Friday night we went to see Will Oldham play at an art gallery in Baltimore. It was sold out, sadly, so we hung around outside the door to listen to a song or two while Amy practiced her cigarette-rolling skills. Oldham lives in Baltimore now, so I should get another chance to see him. From everything I've heard (and the one show I've seen, opening for Quebocois art-school favorites Godspeed You Black Emperor!), Oldham's not much of a live performer, cultivating a chilly distance from the crowd, but there's always the lure of hearing a new song (or one from his extensive back catalog that I'm not familiar with). (more...)
Monday, July 2, 2001
Carrie Nation stood six feet tall and weighed 180 pounds.
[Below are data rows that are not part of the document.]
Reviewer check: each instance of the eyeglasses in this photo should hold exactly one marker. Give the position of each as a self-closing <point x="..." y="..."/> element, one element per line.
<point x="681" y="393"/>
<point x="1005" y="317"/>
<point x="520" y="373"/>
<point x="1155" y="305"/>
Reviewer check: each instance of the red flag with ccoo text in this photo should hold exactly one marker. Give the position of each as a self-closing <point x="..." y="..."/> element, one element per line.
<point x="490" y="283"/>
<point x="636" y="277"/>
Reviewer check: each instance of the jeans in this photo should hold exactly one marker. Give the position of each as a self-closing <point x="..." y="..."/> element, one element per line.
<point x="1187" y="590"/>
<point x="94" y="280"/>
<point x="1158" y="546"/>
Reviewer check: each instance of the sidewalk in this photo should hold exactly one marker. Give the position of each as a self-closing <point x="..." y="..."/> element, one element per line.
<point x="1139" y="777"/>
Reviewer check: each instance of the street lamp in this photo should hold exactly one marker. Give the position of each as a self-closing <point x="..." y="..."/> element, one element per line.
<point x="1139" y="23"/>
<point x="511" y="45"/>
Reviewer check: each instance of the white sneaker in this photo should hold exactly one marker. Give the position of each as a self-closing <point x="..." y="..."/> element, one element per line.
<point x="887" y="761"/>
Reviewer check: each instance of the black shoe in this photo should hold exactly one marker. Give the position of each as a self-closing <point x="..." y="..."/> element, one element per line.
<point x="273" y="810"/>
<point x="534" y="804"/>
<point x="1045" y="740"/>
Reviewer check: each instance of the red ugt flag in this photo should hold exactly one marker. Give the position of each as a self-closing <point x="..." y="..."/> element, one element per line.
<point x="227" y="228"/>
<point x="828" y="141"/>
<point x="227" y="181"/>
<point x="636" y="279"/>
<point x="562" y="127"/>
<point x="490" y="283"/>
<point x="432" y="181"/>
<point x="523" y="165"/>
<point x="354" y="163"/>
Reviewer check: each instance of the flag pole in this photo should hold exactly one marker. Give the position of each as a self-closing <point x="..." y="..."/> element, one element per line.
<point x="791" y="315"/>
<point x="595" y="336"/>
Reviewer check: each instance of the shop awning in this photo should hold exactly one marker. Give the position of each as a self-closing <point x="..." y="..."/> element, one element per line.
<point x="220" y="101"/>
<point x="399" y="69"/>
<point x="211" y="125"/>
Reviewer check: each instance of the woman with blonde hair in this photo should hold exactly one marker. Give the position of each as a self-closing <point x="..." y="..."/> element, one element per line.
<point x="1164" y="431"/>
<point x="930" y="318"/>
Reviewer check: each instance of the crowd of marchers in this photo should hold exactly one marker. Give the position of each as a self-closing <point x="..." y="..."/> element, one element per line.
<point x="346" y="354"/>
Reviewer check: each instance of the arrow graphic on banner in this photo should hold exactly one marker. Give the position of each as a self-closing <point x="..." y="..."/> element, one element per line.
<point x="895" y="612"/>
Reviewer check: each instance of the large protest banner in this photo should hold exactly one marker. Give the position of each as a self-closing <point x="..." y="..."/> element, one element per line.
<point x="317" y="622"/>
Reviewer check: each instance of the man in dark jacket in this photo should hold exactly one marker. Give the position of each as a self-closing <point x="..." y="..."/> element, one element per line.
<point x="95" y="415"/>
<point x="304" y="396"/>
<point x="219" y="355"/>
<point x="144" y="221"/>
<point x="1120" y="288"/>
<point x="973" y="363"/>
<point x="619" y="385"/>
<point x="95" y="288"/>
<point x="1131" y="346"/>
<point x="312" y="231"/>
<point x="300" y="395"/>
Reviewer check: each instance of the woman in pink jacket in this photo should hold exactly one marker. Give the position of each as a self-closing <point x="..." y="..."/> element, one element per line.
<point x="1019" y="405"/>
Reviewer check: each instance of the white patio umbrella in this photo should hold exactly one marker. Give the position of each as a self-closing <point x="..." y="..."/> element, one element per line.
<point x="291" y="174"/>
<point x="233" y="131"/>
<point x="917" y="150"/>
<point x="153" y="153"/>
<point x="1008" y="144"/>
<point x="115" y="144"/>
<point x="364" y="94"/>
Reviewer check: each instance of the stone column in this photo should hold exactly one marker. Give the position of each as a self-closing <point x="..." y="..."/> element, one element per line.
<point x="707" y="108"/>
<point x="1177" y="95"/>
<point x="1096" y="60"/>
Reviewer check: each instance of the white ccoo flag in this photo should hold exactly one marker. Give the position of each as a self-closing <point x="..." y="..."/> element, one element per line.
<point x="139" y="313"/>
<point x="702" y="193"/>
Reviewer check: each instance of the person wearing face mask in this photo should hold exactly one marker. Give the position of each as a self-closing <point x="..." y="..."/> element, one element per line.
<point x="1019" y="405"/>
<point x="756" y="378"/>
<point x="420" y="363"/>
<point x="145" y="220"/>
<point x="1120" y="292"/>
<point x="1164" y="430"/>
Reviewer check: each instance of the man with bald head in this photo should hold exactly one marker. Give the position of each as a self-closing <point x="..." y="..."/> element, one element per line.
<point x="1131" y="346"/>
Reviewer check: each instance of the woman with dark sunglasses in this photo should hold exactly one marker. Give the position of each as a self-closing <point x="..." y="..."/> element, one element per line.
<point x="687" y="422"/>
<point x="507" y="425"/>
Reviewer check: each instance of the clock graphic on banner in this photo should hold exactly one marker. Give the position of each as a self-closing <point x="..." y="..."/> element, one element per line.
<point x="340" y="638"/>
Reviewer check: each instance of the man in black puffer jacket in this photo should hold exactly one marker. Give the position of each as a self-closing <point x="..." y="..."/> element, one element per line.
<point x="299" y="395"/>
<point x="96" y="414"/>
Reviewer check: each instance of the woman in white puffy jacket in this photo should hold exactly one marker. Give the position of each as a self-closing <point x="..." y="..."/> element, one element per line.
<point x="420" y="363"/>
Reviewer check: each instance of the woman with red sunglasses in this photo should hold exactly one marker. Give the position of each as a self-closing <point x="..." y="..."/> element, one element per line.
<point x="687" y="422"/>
She was not a woman in whose way you wished to stand as she brandished her hatchet and tore up a bar. The divinely-inspired Nation and other temperance workers -- most famously the Women's Christian Temperance Union -- were a powerful political force in turn-of-the-century America. The WCTU was associated with the Progressives, the coalition of good-government reformers, trust-busters, Christian reformers, and suffragettes that made huge strides in the Midwest and Northeast and produced such notable polticians as Teddy Roosevelt and Battlin' Bob LaFollette. The WCTU's agitation for a dry America led to the 18th Amendment, which in turn led to the growth of organized crime and ethnic machine politics in America's large cities. The temperance movement was an example in the law of unintended consequences, but I suspect that even Carrie Nation wouldn't disagree with me when I say this: demon rum and keyboards do not mix. I beg your indulgence, dear reader; I'll be picking up a new keyboard at the Apple Store and be regularly posting again Real Soon Now.